Bir asker: “Biz ateş etmesek erbaşlar bizi vuracaklardı. Onlar bizi vurmazsa subaylar onları ve bizi vuracaklardı. Tetiğe bastık. Binlerce mermi deredeki insan topluluğunun üzerine ateş kustu. Kadınların, çocukların, yaşlı, genç erkeklerin korkunç çığlıkları dereyi sardı. Bir süre sonra çığlıklar iniltiye dönüştü. Ve sonra iniltiler de kesildi. Yaşlı ve genç erkeklerin yanında, binlerce kadının, çocuğun, kundaktaki bebeklerin cesetleri bir kan gölü içinde bırakıldı. Kurda, kuşa yem edildi. Bir süre sonra cesetler koktu, çürümeye terk edildi.”
Dönemin Cumhuriyet Gazetesi’nin haberi: “Asiler 5 günde yok edildi. Zeylan Deresi’ndekiler tamamen yok edildi. Bunlardan bir kişi dahi kurtulamamıştır. Ağrı’da harekât devam ediyor. Dünden beri harekât sahasında eşkiyâ kalmamıştır. Büyük kuvvetlerimiz yüksek sarp dağlara iltica edenleri de mahv etmiştir. Zeylan Deresi yüzlerce cesetle doludur.” (Cumhuriyet Gazetesi, 16 Temmuz 1930)
KÜRTLER’E YAPILAN İKİNCİ BÜYÜK KATLİÂM: DERSİM KATLİÂMI
Atatürk döneminde yapılan Dersim Katliâmı’nda resmî rakamlara göre 13 binden fazla sivil öldürüldü, 10 binden fazla da zorunlu göç oldu.

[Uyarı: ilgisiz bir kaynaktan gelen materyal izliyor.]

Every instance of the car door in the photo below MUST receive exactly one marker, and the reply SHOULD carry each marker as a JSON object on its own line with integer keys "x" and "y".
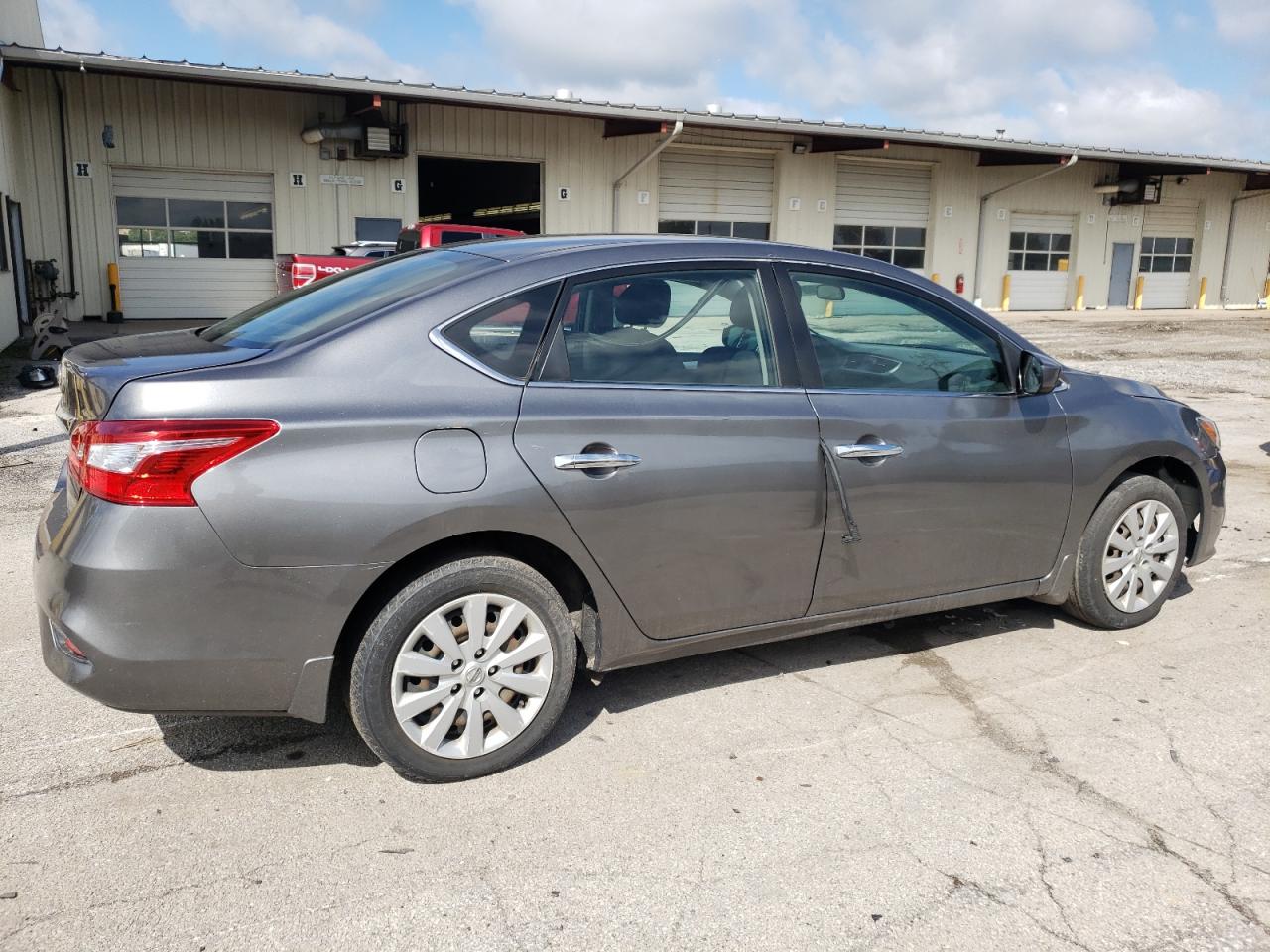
{"x": 951, "y": 479}
{"x": 668, "y": 425}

Dersim Katliâmı’nın Gelişimi
20 Mart 1937 tarihinde Abdullah Alpdoğan yanına aldığı 50.000 asker (üç kolordu) ile bölgeye gitti, fakat dağları bir türlü aşamadı. Bunun sonucunda bir hava saldırısı gerektiğine karar verdi.
Daha sonra Sabiha Gökçen’i davet etti. Sabiha Gökçen de kabul edip Hava Kuvvetleri’nden 3 uçak filosu ile hava saldırısı gerçekleştirdi. İnsanların saklandığı Laş Mevkiî’nde saklananlara havadan bomba yağdıran Sabiha Gökçen, çocuk – kadın demeden binlerle ifade edebilecek büyük bir katliâm gerçekleştirmiştir.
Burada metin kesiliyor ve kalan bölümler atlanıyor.